The brew was made heady by the importing of French post-structuralism, which insisted (via the work of Barthes, Althusser, Lacan. Foucault and Derrida among others) on `problematising" notions of meaning, style, form, history and authorship and proposing instead a whole new vocabulary — or jargon, as the diehards insisted — alterity and the other, presence/absence, rupture. aporia. A text was no longer a source of beauty, let alone truth; it was simply an illusion, which had to be demythologised, de-ideologised, deconstructed and shown up as nothing but a vacuous linguistic game.
For the last 20 years, theory based on this premise has ruled the higher study of literature. It has proved to be a dead-end street, in which readers kick the can around, wondering why they should care. But now, as this little book reveals, there's some 11th-hour backtracking going on.
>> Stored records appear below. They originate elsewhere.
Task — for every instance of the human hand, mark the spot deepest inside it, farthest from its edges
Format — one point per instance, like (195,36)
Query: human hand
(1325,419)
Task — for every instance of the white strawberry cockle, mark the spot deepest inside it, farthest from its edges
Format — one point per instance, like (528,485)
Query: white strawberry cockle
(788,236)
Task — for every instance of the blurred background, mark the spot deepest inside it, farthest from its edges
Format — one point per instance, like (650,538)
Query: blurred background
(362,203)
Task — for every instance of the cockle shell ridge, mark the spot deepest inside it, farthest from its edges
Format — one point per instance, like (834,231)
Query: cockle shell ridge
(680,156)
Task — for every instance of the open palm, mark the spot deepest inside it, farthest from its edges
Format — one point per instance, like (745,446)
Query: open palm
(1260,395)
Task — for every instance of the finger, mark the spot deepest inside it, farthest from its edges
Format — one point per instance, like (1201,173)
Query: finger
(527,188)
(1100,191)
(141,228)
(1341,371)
It's based on a conference at Loughborough University in 2001, and contains conversations with four figures prominent in the field: Jacques Derrida, Frank Kermode, Christopher Norris and Toni Moi.
The most anxious of them is Kermode, always something of a fence-sitter. 'We're getting so far away from the study of literary artefacts ... that they're in danger of being totally neglected,' he admits. 'I'm not afraid of theory, I'm afraid of metatheory and meta-meta theory.' Norris, another critic who has kept a foot in the humanist camp, is anxious to assert that we can't just take Humpty Dumpty's line that 'When I use a word, it means just what I choose it to mean'. The feminist Torii Moi then wryly notes the way that the poststructuralism has become the orthodoxy. 'If you want to be a really radical student today', she claims, 'one that annoys the professors terribly, you can just start claiming that words have meanings.'
All this is bracing and encouraging stuff. But the most fascinating retreat is that of Derrida, the high priest of the mysteries of grammatology and archi-dcriture, who once asserted that 'the space of literature in principle allows one to say everything/anything' and proclaimed the function of criticism as 'the joyous affirmation of the play of the world and of the innocence of becoming'. Here he pleads not to be taken literally, concluding in his characteristically slippery way, 'I am attached to truth, but I simply recall that for the truth to be true and for the meaning to be meaningful the possibility of a misunderstanding or lie or something else must remain, structurally, always open.'
For which read that there is life after, and apart from, theory. Hurrah. But this will hardly come as a revelation to most of us, and the more urgent question — can literature continue to be a significant source of moral and aesthetic value in a society which looks increasingly unable to spell its own name or use the apostrophe correctly? — remains unasked.